I was just on facebook and posted my Year in Review of Status Updates. It was fun. As I was looking at my 87 updates to choose 12 from I realized none of them were the heart and soul of my 2012. Nor should they. Facebook is not where I leak my inner most thoughts and feelings.
Last January 1st we were holed up at the beach, trying to drown our sorrows from our failed adoption. We tried to let the waves wash our sadness away as we held our little family closer. In all my life I will never forget where we were and how we felt as we told the boys they were not going to meet the little sister. In a strange way, the group hug we shared sobbing and wailing, is a moment I will treasure forever. January 2012 was going to bring this amazing experience and change our lives. It did change our lives. I love this picture because it brings all the emotions of that trip back to my mind. It was heart-wrenching and healing all in the same trip. It was a strange mix of experiences and emotions for us.
Here we are, January 2013. We are holed up again, not because we had to escape. This time, we are in our little house and we don't want to leave. We are not drowning anything, we are relishing in our completion. We are soaking up the joy and the strength and the love we feel as our family is moving through the next chapter of our life. We aren't stuck in this adoption loop of "what-is-or-is-not-going-to-happen."2012 brought moments to my life that showed me some of my lowest lows. It also brought me moments of some of my highest highs. It was a roller coaster year, for sure. Through it all, I was given this amazing strength to cope, to deal, and even to thrive (at times) in the "now."

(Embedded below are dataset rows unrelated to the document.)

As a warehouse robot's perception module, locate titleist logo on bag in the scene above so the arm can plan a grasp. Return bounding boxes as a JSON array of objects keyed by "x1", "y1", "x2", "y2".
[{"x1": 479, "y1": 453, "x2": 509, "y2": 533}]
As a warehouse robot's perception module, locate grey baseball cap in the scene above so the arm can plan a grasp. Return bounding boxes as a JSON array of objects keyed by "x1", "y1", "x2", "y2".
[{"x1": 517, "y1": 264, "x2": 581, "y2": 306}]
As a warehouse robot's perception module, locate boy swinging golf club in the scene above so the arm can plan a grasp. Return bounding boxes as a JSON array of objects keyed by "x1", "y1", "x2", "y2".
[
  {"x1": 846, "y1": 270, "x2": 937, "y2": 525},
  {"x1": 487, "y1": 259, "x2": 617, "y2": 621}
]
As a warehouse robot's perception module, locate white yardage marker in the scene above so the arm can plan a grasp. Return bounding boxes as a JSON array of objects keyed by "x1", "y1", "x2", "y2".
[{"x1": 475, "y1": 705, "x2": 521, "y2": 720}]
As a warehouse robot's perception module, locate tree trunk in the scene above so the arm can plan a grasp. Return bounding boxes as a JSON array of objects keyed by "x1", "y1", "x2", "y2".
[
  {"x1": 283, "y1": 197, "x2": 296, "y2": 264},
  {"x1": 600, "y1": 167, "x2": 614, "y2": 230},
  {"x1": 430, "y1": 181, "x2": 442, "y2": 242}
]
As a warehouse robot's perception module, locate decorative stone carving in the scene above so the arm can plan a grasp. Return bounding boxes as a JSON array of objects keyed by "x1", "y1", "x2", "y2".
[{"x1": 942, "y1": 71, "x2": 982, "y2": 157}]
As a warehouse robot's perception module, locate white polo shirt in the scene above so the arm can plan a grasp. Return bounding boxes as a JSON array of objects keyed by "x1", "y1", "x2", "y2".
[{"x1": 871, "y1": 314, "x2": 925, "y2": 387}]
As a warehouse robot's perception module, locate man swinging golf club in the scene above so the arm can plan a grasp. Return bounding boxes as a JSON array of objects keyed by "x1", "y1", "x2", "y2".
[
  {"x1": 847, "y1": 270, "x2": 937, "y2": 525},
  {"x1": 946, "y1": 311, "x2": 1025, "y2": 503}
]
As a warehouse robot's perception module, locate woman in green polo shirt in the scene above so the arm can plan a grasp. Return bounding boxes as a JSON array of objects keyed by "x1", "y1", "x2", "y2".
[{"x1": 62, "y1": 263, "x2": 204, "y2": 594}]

At church someone had decorated a bulletin board with this random quote that I stared at week in and week out. Over the course of several months, I wrote it down in my scriptures and on my notebook, on old gum wrappers and used envelopes, as I sat in that room listening to the words of my Savior teach me about peace and love and healing. For Christmas, Jack "made it all fancy" and had it framed for me. I didn't really notice he had seen my obsession with it. It was my favorite Christmas present.
"Worry doesn't empty tomorrow of its troubles, it only empties today of its strength."
2 comments:
Are you surprised that that made me cry?
Such a powerful quote. I love that Jack took note and framed it for you.
I really love the picture of you both at the beach, even though it was such a heartbreaking time...and then the glorious picture of your Six Family.
I hope you have a wonderful 2013.
Thanks for the tears... Will you ever make me laugh again? Just kidding, I love every post.